Face à l’évolution de la situation militaire en Europe (domination nazie dans les Balkans et en
Scandinavie, attaque de l’URSS en juin 41) et en Asie (prise nippone de l’Indochine française), à la
pression de groupes d’intérêts économiques qui virent le commerce mondial menacé par cette expansion
(4 M de t furent coulées en 1940 et 4 M en 1941 !), à la pression de la Grande Bretagne qui poursuivait
seule le combat en Europe, Roosevelt décida d’aller plus en avant dans l’engagement américain. Les
conversations d’état-major entre Britanniques et Américains débutèrent le 24 janvier 41. Le 30 mars, les
navires allemands et italiens furent saisis. Les forces américaines installèrent des bases militaires au
Groenland à partir du 10 avril et débarquèrent en Islande le 7 juillet. C’est dans ce contexte que se tint une
rencontre entre Roosevelt et Churchill et dont témoigne ce texte, resté sous la postérité comme « Charte
de l’Atlantique ».
Ce document fut signé, le 14 août, à bord d’un navire, l’USS Augusta, en plein Atlantique par le
Président des Etats Unis, F.D. Roosevelt et le Premier ministre britannique, W. Churchill. Un nouveau
pas vers la constitution d'une organisation mondiale fut franchi trois mois après la Déclaration du palais
de Saint-James. Ce document n'était pas un traité entre deux puissances. Ce n'était pas non plus une
expression définitive et officielle de leurs vues sur la paix. C'était uniquement, de la part de deux hommes
d'État, une affirmation, comme l'indiquait le document, « de certains principes communs, à la politique
nationale de leurs pays respectifs » et sur lesquels ils fondaient leurs espoirs d'un avenir meilleur pour le
monde.
Il eu donc pour but de formaliser le rapprochement diplomatique entre leurs deux pays en adoptant
un certain nombre de principes (huit) destinés à guider leur action commune dans un contexte de
généralisation de la guerre mondiale. Les deux hommes dirigeaient le pouvoir exécutif de leur pays. W.
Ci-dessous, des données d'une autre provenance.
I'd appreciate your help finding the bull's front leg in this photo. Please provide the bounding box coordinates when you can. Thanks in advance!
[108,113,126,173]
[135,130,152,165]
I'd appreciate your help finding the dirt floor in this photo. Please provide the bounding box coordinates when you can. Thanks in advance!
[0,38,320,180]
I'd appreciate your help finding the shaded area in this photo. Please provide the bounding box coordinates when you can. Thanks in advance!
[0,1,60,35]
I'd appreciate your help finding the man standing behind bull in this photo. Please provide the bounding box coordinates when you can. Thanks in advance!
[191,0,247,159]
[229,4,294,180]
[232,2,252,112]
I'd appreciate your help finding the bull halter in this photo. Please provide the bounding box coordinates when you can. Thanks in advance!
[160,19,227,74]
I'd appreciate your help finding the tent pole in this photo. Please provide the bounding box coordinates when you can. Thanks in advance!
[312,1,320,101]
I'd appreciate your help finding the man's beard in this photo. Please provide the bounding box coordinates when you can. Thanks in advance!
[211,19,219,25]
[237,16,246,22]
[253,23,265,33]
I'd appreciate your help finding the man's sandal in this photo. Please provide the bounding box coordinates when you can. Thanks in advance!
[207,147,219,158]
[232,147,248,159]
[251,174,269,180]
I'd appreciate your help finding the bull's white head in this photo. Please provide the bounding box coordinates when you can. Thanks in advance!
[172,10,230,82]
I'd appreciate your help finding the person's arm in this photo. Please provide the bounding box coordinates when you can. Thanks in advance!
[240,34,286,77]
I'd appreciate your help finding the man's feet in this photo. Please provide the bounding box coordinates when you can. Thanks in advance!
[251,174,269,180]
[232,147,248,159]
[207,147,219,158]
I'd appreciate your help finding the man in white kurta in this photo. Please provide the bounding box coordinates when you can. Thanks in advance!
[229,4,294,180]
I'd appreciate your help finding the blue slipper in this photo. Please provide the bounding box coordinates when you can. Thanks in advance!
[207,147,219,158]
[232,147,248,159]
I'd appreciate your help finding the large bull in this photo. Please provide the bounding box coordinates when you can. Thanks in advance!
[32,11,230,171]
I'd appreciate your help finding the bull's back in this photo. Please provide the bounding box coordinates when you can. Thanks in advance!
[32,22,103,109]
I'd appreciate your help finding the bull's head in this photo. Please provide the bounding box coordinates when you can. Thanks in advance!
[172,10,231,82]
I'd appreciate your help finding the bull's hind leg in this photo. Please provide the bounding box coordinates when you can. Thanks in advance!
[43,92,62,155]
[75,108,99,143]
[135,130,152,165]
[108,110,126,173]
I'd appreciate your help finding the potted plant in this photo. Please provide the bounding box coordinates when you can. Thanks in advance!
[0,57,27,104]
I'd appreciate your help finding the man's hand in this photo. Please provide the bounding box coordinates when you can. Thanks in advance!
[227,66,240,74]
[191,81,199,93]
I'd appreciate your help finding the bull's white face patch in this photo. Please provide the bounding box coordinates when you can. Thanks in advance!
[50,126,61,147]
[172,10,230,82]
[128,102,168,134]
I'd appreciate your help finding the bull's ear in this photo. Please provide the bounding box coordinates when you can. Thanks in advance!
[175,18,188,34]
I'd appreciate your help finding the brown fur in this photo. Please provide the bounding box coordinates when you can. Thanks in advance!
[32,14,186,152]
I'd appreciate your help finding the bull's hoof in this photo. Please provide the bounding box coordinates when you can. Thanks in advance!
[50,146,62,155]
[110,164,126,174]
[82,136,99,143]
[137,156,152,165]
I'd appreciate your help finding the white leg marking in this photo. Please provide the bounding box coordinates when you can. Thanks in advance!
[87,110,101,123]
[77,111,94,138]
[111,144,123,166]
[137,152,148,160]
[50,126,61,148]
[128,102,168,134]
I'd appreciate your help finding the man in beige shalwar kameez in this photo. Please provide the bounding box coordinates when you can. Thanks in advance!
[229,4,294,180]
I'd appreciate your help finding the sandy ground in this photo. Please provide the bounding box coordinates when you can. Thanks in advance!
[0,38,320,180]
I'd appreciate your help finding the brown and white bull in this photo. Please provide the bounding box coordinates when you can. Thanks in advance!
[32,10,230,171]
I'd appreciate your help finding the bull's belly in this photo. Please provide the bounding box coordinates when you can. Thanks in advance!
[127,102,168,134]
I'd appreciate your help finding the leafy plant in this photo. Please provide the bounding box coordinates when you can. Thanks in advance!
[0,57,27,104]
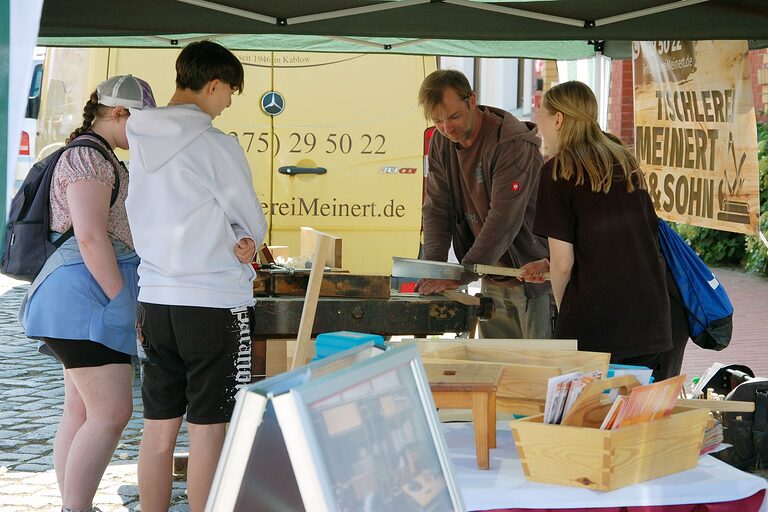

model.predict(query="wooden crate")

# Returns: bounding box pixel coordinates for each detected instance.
[415,339,611,415]
[510,407,709,491]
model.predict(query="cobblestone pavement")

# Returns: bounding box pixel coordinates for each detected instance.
[0,269,768,512]
[0,276,189,512]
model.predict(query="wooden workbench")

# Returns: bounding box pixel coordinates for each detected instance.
[252,292,493,379]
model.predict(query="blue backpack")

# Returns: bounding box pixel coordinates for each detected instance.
[0,134,120,282]
[659,219,733,350]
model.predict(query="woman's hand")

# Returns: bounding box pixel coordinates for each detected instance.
[416,279,459,295]
[517,258,549,283]
[235,238,256,263]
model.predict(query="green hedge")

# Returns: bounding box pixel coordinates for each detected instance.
[672,123,768,274]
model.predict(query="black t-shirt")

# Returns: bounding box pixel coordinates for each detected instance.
[533,159,672,359]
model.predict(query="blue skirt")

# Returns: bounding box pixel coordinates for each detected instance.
[24,256,139,355]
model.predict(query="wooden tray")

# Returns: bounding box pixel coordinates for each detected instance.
[415,339,611,415]
[510,407,709,491]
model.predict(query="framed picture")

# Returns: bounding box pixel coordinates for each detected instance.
[271,344,464,512]
[206,342,382,512]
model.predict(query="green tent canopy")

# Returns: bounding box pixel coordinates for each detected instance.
[39,0,768,59]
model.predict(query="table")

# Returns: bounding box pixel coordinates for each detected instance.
[251,294,494,380]
[424,363,502,469]
[443,422,768,512]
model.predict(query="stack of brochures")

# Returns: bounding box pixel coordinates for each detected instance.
[544,372,685,430]
[544,371,601,424]
[600,375,685,430]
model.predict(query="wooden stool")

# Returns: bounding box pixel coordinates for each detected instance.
[424,363,502,469]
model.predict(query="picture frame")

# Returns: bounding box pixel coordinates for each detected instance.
[272,344,464,512]
[205,342,383,512]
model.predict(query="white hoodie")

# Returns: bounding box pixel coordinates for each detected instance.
[125,105,266,308]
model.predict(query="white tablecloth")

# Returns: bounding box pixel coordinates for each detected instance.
[443,422,768,512]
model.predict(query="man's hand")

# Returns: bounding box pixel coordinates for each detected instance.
[235,238,256,263]
[517,258,549,283]
[416,279,459,295]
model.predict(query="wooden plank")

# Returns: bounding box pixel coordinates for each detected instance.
[270,272,390,305]
[424,362,501,391]
[413,338,579,351]
[299,226,342,268]
[440,290,480,306]
[677,398,755,412]
[266,340,288,377]
[470,264,549,280]
[291,231,331,368]
[268,245,291,260]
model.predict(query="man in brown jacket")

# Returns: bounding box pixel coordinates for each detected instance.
[417,70,552,338]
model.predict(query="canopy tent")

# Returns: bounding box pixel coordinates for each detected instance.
[39,0,768,59]
[6,0,768,236]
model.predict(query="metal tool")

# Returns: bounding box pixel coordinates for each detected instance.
[392,256,549,281]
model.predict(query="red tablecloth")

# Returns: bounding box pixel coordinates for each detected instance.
[482,491,765,512]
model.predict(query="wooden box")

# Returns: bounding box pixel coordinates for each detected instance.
[510,407,709,491]
[415,339,611,415]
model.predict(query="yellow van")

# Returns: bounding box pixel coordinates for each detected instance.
[37,48,437,275]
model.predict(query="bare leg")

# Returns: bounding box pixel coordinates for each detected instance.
[138,416,183,512]
[63,364,133,510]
[187,422,227,512]
[53,371,85,499]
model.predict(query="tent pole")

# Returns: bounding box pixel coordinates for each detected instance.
[595,0,709,27]
[590,41,608,130]
[0,0,11,245]
[444,0,584,28]
[176,0,277,25]
[286,0,432,25]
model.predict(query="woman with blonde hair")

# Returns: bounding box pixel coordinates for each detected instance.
[523,81,672,375]
[19,75,155,512]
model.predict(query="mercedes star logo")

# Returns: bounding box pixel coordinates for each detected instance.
[261,91,285,116]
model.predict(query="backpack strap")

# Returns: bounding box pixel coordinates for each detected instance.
[53,134,120,249]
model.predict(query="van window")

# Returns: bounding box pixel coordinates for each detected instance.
[24,64,43,119]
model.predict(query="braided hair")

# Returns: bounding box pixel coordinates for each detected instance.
[65,90,101,144]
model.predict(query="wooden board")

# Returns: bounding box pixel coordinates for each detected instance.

Churchill, Premier ministre (conservateur) britannique depuis mai 1940, était déterminé à poursuivre le
combat et incarnait la résistance britannique contre le nazisme. De la défaite française jusqu’à la rupture
du pacte de non-agression germano-soviétique (juin 41), les Britanniques furent seuls contre les forces de
l’Axe et ont pu résister au " Blitz " pendant la bataille d’Angleterre. F.D. Roosevelt était le Président
démocrate des Etats-Unis depuis 1933. Bien que l’opinion publique américaine fût encore largement
isolationniste, il poussa à l’engagement progressif de son pays dans le combat contre les puissances de
l’Axe. Il avait ainsi obtenu que le Congrès adopte la loi prêt-bail en avril 1941 pour venir en aide,
matériellement, à la Grande Bretagne puis à l’URSS.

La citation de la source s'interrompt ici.